# Stuffed Animals Imported to UAE



## rickzski (Aug 10, 2011)

Has anyone reading this imported stuffed animals with them from the US to Abu Dhabi? I just read on a random US shipping company's website that stuffed animals cannot be imported to the UAE. If this is true, my 3 year old daughter is going to be devastated, as she has about 100 of them she plays with every day. Can anyone confirm this?


----------



## xabiaxica (Jun 23, 2009)

rickzski said:


> Has anyone reading this imported stuffed animals with them from the US to Abu Dhabi? I just read on a random US shipping company's website that stuffed animals cannot be imported to the UAE. If this is true, my 3 year old daughter is going to be devastated, as she has about 100 of them she plays with every day. Can anyone confirm this?

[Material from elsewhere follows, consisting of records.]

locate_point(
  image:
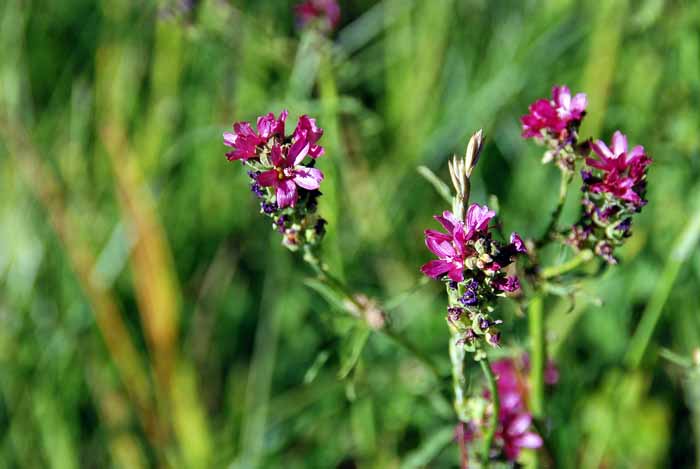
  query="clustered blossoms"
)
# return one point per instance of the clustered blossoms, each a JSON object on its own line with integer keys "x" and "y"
{"x": 614, "y": 178}
{"x": 515, "y": 431}
{"x": 324, "y": 13}
{"x": 614, "y": 185}
{"x": 472, "y": 264}
{"x": 281, "y": 176}
{"x": 554, "y": 123}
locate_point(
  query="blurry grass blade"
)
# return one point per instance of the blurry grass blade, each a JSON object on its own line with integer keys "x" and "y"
{"x": 429, "y": 449}
{"x": 681, "y": 251}
{"x": 351, "y": 349}
{"x": 316, "y": 366}
{"x": 440, "y": 187}
{"x": 105, "y": 307}
{"x": 156, "y": 288}
{"x": 609, "y": 22}
{"x": 113, "y": 257}
{"x": 334, "y": 297}
{"x": 190, "y": 419}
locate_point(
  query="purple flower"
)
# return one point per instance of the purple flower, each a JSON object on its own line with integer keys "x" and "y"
{"x": 516, "y": 435}
{"x": 508, "y": 284}
{"x": 514, "y": 419}
{"x": 307, "y": 129}
{"x": 517, "y": 242}
{"x": 246, "y": 142}
{"x": 288, "y": 173}
{"x": 450, "y": 248}
{"x": 470, "y": 297}
{"x": 478, "y": 219}
{"x": 327, "y": 12}
{"x": 554, "y": 116}
{"x": 568, "y": 108}
{"x": 623, "y": 171}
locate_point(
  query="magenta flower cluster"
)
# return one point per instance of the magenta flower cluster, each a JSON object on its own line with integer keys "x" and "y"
{"x": 282, "y": 173}
{"x": 614, "y": 185}
{"x": 614, "y": 177}
{"x": 554, "y": 123}
{"x": 473, "y": 265}
{"x": 324, "y": 13}
{"x": 515, "y": 431}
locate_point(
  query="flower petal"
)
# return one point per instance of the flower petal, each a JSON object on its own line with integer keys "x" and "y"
{"x": 268, "y": 178}
{"x": 619, "y": 143}
{"x": 276, "y": 156}
{"x": 308, "y": 178}
{"x": 442, "y": 249}
{"x": 456, "y": 274}
{"x": 286, "y": 193}
{"x": 519, "y": 424}
{"x": 529, "y": 440}
{"x": 229, "y": 139}
{"x": 436, "y": 268}
{"x": 298, "y": 151}
{"x": 447, "y": 220}
{"x": 602, "y": 150}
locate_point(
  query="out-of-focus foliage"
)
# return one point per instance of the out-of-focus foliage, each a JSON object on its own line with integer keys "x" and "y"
{"x": 149, "y": 316}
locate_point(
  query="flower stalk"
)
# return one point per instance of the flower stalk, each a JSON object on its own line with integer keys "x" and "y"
{"x": 538, "y": 353}
{"x": 495, "y": 409}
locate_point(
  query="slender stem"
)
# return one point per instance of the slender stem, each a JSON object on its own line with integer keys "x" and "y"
{"x": 579, "y": 259}
{"x": 459, "y": 382}
{"x": 564, "y": 182}
{"x": 537, "y": 355}
{"x": 496, "y": 409}
{"x": 387, "y": 330}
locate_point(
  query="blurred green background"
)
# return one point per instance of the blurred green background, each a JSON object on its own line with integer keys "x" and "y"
{"x": 149, "y": 317}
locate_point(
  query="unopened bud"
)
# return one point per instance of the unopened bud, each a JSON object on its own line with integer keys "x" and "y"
{"x": 471, "y": 157}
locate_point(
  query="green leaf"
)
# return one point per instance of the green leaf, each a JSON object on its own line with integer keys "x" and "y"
{"x": 331, "y": 295}
{"x": 429, "y": 450}
{"x": 351, "y": 348}
{"x": 437, "y": 183}
{"x": 316, "y": 366}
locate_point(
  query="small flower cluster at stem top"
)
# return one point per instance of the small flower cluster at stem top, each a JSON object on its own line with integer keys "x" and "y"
{"x": 614, "y": 177}
{"x": 614, "y": 185}
{"x": 325, "y": 14}
{"x": 515, "y": 431}
{"x": 554, "y": 123}
{"x": 282, "y": 173}
{"x": 472, "y": 264}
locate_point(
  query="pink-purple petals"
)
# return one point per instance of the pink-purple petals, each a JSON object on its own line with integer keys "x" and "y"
{"x": 614, "y": 186}
{"x": 283, "y": 179}
{"x": 622, "y": 172}
{"x": 473, "y": 265}
{"x": 515, "y": 430}
{"x": 555, "y": 118}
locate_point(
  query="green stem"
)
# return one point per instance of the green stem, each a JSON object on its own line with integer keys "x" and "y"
{"x": 537, "y": 355}
{"x": 496, "y": 409}
{"x": 459, "y": 382}
{"x": 579, "y": 259}
{"x": 550, "y": 232}
{"x": 387, "y": 330}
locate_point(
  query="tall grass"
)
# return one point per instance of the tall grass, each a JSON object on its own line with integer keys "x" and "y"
{"x": 147, "y": 320}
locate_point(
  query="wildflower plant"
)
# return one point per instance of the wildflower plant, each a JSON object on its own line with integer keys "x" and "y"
{"x": 286, "y": 183}
{"x": 477, "y": 268}
{"x": 282, "y": 174}
{"x": 475, "y": 262}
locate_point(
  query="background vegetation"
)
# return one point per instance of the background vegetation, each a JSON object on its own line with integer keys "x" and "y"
{"x": 150, "y": 317}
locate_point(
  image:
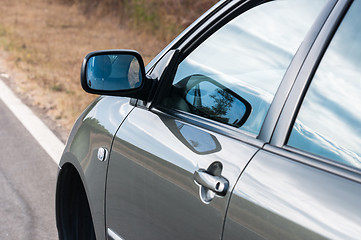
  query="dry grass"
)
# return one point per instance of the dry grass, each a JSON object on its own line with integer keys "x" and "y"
{"x": 47, "y": 41}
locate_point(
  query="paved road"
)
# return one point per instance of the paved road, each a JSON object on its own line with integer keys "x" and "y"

do you mean she has 100 stuffed animals?



or 100 cuddly toys, like teddy bears??


----------



## rickzski (Aug 10, 2011)

Cuddly toys like Teddy bears.


----------



## xabiaxica (Jun 23, 2009)

rickzski said:


> Cuddly toys like Teddy bears.


I'm not in the UAE, but I'd be VERY surprised if you can't take them

I know you can BUY them there!


----------



## rickzski (Aug 10, 2011)

You bring up a good point. The term "stuffed animals" must be literal. Now I'm thinking we can bring her toys. Thanks.


----------



## wandabug (Apr 22, 2010)

rickzski said:


> Cuddly toys like Teddy bears.


I thought you meant stuffed animals too - was a bit freaked out!!!

No problems with cuddly toys.


----------



## Maz25 (Jul 6, 2008)

rickzski said:


> You bring up a good point. The term "stuffed animals" must be literal. Now I'm thinking we can bring her toys. Thanks.


Stuffed animals = taxidermy. 

Your daughter's soft toys are fine.


----------



## INFAMOUS (Apr 19, 2011)

LOL 


/thread


----------



## rickzski (Aug 10, 2011)

Feeling a bit silly now.


----------